Setting:
Given a set of $n\times n$ matrices $A_i$, I would like to find a linear combination of these matrices $Q = \sum_i A_i x_i$ with $x_i$ a set of complex numbers, such that $Q$ is unitary: $Q^{\dagger} Q = 1$. This problem is equivalent to solving a system of quadratic equations over real numbers. As far as I understand, there is no general and efficient way to solve such systems of equations, and black-box algorithms, such as Gröbner basis, struggle with systems of around 10 variables.
Question:
Does the particular structure of this system of equations make it easier than a generic one, and can this be utilized in order to speed up the calculation.
Motivation:
This problem arises in many contexts. For example, it is related to search of symmetry of a quantum Hamiltonian. Hamiltonian $H$, a finite Hermitian matrix has a symmetry if it commutes with some unitary matrix $U$ other than identity.

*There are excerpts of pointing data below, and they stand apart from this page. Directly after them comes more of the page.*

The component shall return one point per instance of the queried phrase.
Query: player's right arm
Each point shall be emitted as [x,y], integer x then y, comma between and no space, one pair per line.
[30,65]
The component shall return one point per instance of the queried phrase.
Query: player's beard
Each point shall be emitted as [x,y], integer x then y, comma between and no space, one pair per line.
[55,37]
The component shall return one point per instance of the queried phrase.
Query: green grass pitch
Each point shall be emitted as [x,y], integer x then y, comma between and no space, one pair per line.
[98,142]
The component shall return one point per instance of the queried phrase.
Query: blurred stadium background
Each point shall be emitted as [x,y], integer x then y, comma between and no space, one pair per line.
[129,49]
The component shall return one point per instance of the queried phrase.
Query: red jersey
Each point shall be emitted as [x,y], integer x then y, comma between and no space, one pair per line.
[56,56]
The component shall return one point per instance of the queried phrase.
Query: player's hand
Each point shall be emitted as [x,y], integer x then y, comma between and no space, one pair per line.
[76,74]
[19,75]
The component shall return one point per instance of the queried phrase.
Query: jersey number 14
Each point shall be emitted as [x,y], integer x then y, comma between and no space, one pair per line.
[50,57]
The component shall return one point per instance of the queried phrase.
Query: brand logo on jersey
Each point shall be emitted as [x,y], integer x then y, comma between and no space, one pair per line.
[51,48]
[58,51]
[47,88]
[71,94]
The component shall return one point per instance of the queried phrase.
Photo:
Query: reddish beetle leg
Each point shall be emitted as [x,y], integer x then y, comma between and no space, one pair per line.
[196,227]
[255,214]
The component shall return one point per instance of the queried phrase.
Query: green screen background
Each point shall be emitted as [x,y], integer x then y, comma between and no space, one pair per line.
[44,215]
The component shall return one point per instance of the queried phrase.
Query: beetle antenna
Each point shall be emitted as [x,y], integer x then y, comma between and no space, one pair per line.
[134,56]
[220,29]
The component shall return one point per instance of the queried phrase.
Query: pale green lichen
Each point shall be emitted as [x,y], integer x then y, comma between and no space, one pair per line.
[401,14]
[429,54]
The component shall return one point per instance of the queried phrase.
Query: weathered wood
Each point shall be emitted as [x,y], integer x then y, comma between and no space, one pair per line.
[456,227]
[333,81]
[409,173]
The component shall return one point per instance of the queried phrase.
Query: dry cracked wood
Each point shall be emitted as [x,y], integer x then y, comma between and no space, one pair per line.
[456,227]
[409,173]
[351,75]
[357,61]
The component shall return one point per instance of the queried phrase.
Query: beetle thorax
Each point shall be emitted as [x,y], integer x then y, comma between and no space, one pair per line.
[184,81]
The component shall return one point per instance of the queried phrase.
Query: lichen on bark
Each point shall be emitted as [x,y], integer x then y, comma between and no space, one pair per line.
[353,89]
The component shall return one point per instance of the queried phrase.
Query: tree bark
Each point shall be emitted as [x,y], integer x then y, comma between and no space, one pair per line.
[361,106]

It is very easy to construct the linear space to which $U$ should belong, it is given by the kernel of the system of linear equations $H A - A H = 0$. However the next step requires verifying whether this linear space contains unitary matrices other than identity.
Secondary question:
Given that it seems unlikely that there is an easy answer to the main question, I would also like to ask whether there are known classes of systems of quadratic equations that are quickly solvable numerically.